US 12,487,664 B2
	Eye tracking and gaze estimation using off-axis camera
Zhengyang Wu, Bellewue, WA (US); Srivignesh Rajendran, San Francisco, CA (US); Tarrence van As, New York, NY (US); Joelle Zimmermann, Los Angeles, CA (US); Vijay Badrinarayanan, Mountain View, CA (US); and Andrew Rabinovich, San Francisco, CA (US)
Assigned to Magic Leap, Inc., Plantation, FL (US)
Filed by Magic Leap, Inc., Plantation, FL (US)
Filed on Feb. 17, 2022, as Appl. No. 17/674,724.
Application 17/674,724 is a continuation of application No. PCT/US2020/047046, filed on Aug. 19, 2020.
Claims priority of provisional application 62/935,584, filed on Nov. 14, 2019.
Claims priority of provisional application 62/926,241, filed on Oct. 25, 2019.
Claims priority of provisional application 62/888,953, filed on Aug. 19, 2019.
Prior Publication US 2022/0244781 A1, Aug. 4, 2022
Int. Cl. G06F 3/01 (2006.01); G02B 27/00 (2006.01); G02B 27/01 (2006.01); G06V 10/26 (2022.01); G06V 10/774 (2022.01); G06V 10/82 (2022.01); G06V 40/18 (2022.01)

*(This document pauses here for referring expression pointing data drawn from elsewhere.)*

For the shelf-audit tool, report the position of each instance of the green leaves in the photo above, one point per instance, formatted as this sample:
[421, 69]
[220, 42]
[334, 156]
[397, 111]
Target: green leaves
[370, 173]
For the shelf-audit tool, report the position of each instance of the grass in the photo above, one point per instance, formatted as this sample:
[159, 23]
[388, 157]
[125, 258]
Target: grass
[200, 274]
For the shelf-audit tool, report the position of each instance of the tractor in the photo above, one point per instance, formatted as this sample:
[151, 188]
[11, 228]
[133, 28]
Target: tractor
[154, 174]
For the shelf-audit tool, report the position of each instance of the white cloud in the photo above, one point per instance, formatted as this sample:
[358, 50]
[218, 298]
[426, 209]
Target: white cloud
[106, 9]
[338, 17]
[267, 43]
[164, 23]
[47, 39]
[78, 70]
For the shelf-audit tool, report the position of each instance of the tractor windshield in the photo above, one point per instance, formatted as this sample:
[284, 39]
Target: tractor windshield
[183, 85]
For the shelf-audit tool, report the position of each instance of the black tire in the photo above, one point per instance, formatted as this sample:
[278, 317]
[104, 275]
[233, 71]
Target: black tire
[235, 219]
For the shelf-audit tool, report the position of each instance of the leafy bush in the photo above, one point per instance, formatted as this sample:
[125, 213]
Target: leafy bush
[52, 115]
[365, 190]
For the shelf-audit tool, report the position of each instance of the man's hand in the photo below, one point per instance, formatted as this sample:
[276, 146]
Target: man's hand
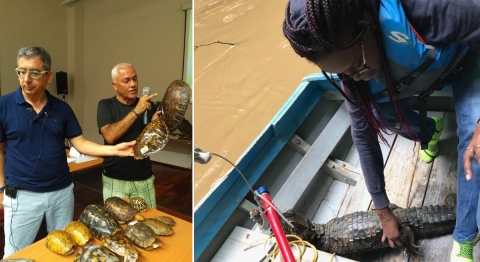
[390, 225]
[472, 151]
[144, 103]
[125, 148]
[156, 115]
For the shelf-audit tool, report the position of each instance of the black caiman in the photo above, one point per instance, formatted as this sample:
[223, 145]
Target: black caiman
[362, 231]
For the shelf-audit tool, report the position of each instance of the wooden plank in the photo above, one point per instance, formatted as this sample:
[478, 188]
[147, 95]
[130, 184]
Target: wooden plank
[246, 245]
[443, 181]
[348, 166]
[313, 160]
[399, 171]
[360, 199]
[340, 173]
[331, 202]
[422, 173]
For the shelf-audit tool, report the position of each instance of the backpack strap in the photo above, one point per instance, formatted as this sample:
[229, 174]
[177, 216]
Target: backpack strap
[408, 79]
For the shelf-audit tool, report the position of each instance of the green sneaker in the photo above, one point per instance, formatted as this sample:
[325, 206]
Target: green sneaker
[462, 252]
[431, 152]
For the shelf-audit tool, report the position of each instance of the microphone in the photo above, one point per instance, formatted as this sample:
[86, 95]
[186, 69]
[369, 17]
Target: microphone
[146, 91]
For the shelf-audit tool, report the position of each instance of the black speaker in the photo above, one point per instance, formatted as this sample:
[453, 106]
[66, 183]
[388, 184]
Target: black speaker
[62, 83]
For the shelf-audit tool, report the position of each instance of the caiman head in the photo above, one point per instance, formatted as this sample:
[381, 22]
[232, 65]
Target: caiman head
[302, 226]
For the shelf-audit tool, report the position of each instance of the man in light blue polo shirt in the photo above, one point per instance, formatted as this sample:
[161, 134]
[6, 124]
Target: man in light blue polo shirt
[34, 173]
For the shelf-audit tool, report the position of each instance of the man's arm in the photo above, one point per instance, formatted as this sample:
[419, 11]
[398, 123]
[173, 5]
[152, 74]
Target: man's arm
[112, 132]
[371, 160]
[88, 147]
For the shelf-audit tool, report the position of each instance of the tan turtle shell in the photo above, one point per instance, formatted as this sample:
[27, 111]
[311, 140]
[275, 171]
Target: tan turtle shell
[167, 220]
[175, 103]
[139, 204]
[95, 253]
[100, 221]
[60, 242]
[79, 232]
[153, 138]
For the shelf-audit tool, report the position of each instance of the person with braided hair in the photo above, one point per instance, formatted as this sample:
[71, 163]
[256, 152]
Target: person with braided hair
[381, 53]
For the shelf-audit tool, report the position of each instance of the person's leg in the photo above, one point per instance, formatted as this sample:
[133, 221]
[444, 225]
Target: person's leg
[23, 216]
[59, 211]
[466, 94]
[114, 187]
[146, 190]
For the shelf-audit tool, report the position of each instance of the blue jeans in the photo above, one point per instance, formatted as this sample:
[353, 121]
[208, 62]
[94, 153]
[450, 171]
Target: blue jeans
[466, 95]
[24, 215]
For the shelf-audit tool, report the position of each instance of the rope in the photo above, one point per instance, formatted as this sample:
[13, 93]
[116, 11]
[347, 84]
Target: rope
[297, 242]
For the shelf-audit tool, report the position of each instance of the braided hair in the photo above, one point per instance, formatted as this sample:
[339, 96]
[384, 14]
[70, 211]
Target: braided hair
[335, 25]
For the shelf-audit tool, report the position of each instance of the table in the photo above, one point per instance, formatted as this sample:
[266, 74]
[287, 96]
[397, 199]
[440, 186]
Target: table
[78, 167]
[177, 247]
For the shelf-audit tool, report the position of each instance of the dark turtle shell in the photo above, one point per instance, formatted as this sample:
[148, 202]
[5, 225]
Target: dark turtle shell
[160, 228]
[142, 235]
[100, 221]
[120, 246]
[95, 253]
[120, 208]
[175, 103]
[153, 138]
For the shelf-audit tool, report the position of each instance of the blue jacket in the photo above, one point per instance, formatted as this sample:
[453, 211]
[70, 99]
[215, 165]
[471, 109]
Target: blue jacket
[457, 26]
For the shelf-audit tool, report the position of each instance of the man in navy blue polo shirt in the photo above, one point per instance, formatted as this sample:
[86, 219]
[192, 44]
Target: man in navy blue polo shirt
[34, 173]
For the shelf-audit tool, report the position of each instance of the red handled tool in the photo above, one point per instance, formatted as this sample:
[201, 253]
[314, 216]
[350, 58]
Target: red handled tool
[277, 229]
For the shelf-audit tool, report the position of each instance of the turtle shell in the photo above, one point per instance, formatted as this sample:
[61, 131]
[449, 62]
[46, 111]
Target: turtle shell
[79, 233]
[120, 246]
[141, 234]
[138, 204]
[100, 221]
[166, 220]
[120, 208]
[175, 103]
[153, 138]
[159, 227]
[95, 253]
[60, 242]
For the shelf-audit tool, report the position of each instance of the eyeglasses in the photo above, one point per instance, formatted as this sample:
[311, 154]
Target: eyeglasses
[344, 77]
[34, 74]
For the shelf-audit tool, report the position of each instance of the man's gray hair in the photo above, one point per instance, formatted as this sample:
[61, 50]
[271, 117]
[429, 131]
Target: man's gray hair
[115, 69]
[36, 51]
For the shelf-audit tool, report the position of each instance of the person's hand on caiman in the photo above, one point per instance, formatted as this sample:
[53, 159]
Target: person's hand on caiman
[390, 225]
[472, 151]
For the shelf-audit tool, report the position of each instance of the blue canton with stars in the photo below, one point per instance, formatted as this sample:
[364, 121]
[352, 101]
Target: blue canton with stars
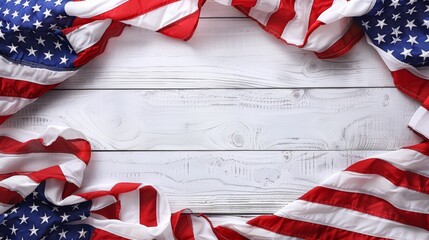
[36, 218]
[400, 28]
[30, 33]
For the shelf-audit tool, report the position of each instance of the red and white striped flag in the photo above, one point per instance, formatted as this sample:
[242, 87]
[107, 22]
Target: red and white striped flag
[42, 43]
[382, 197]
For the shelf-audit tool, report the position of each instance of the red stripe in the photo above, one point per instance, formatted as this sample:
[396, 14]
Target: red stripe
[317, 8]
[22, 89]
[78, 147]
[110, 212]
[395, 175]
[4, 118]
[244, 6]
[227, 234]
[53, 172]
[279, 19]
[132, 9]
[99, 234]
[343, 45]
[69, 189]
[114, 191]
[422, 148]
[305, 230]
[9, 197]
[184, 28]
[410, 84]
[426, 103]
[366, 204]
[148, 207]
[181, 223]
[115, 29]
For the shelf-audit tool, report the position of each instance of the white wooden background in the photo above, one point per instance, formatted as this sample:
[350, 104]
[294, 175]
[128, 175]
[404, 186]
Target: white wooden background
[231, 122]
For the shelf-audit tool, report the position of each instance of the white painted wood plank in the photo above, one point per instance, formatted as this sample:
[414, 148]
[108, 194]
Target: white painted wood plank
[224, 53]
[223, 182]
[270, 119]
[212, 9]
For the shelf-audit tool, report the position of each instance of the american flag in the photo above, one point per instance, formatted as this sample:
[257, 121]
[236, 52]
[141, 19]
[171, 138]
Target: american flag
[44, 42]
[382, 197]
[399, 31]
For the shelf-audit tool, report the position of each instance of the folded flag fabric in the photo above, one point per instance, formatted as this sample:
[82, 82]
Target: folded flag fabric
[399, 31]
[42, 43]
[382, 197]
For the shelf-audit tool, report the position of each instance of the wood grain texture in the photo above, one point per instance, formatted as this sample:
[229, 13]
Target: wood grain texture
[270, 119]
[224, 53]
[212, 9]
[223, 182]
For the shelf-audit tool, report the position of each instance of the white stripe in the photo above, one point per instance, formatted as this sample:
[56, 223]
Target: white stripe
[73, 171]
[130, 210]
[18, 134]
[125, 229]
[32, 74]
[201, 228]
[91, 8]
[350, 220]
[408, 160]
[346, 8]
[394, 64]
[21, 184]
[49, 136]
[327, 35]
[4, 207]
[224, 2]
[31, 162]
[263, 10]
[88, 35]
[11, 105]
[102, 202]
[337, 22]
[419, 121]
[375, 185]
[240, 226]
[54, 193]
[163, 16]
[297, 28]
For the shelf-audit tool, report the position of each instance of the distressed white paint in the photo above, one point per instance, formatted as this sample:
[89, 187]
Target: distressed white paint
[224, 53]
[228, 53]
[262, 119]
[223, 181]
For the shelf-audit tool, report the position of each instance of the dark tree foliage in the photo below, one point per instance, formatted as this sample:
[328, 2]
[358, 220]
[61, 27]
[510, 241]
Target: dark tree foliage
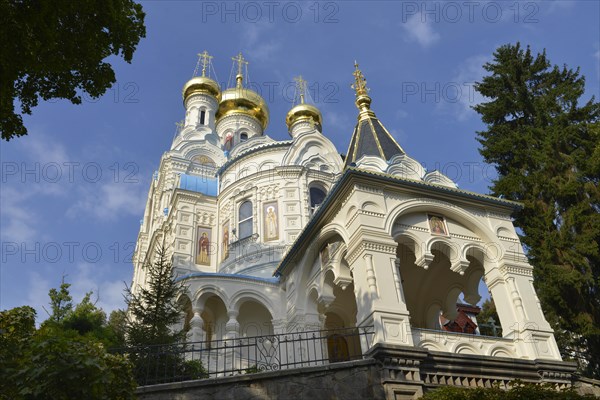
[153, 309]
[56, 49]
[546, 149]
[85, 319]
[55, 363]
[519, 391]
[155, 346]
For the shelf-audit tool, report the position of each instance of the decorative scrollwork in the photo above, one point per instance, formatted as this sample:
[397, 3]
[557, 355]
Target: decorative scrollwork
[268, 347]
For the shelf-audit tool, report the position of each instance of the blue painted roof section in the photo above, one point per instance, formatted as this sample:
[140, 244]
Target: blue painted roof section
[200, 184]
[274, 280]
[281, 143]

CPC G06F 3/013 (2013.01) [G02B 27/0093 (2013.01); G06V 10/267 (2022.01); G06V 10/774 (2022.01); G06V 10/82 (2022.01); G06V 40/193 (2022.01); G06V 40/197 (2022.01); G02B 2027/0138 (2013.01); G02B 27/0172 (2013.01)]

14 Claims

1. A method of training a neural network, the method comprising:

performing a first training step including:

providing a first image of a first eye to the neural network as input, the neural network having a set of feature encoding layers connected to a plurality of sets of task-specific layers, the plurality of sets of task-specific layers including at least three sets of task-specific layers that operate on an output generated by the set of feature encoding layers, the plurality of sets of task-specific layers including:

a first set of task-specific layers that output two-dimensional (2D) pupil data,

a second set of task-specific layers that output eye segmentation data that includes a segmentation of an eye into a plurality of regions including one or more of a background region, a sclera region, a pupil region, or an iris region, and

a third of task-specific layers that output cornea center data;

generating, using the set of feature encoding layers and the second set of task-specific layers of the neural network and based on the first image of the first eye as input, eye segmentation data for the first eye that includes a segmentation of the first eye into the plurality of regions; and

training the set of feature encoding layers using the eye segmentation data for the first eye by modifying weights associated with the set of feature encoding layers; and

performing a second training step including:

providing a second image of a second eye to the neural network as input;

generating, using the set of feature encoding layers, the first set of task specific layers, and the third set of task-specific layers of the neural network and based on the second image of the second eye as input, network output data including 2D pupil data corresponding to the second eye and cornea center data corresponding to the second eye; and

training the plurality of sets of task-specific layers using the network output data by modifying weights associated with the plurality of sets of task-specific layers;

wherein the neural network is trained such that the set of feature encoding layers are trained during the first training step but are held fixed during the second training step.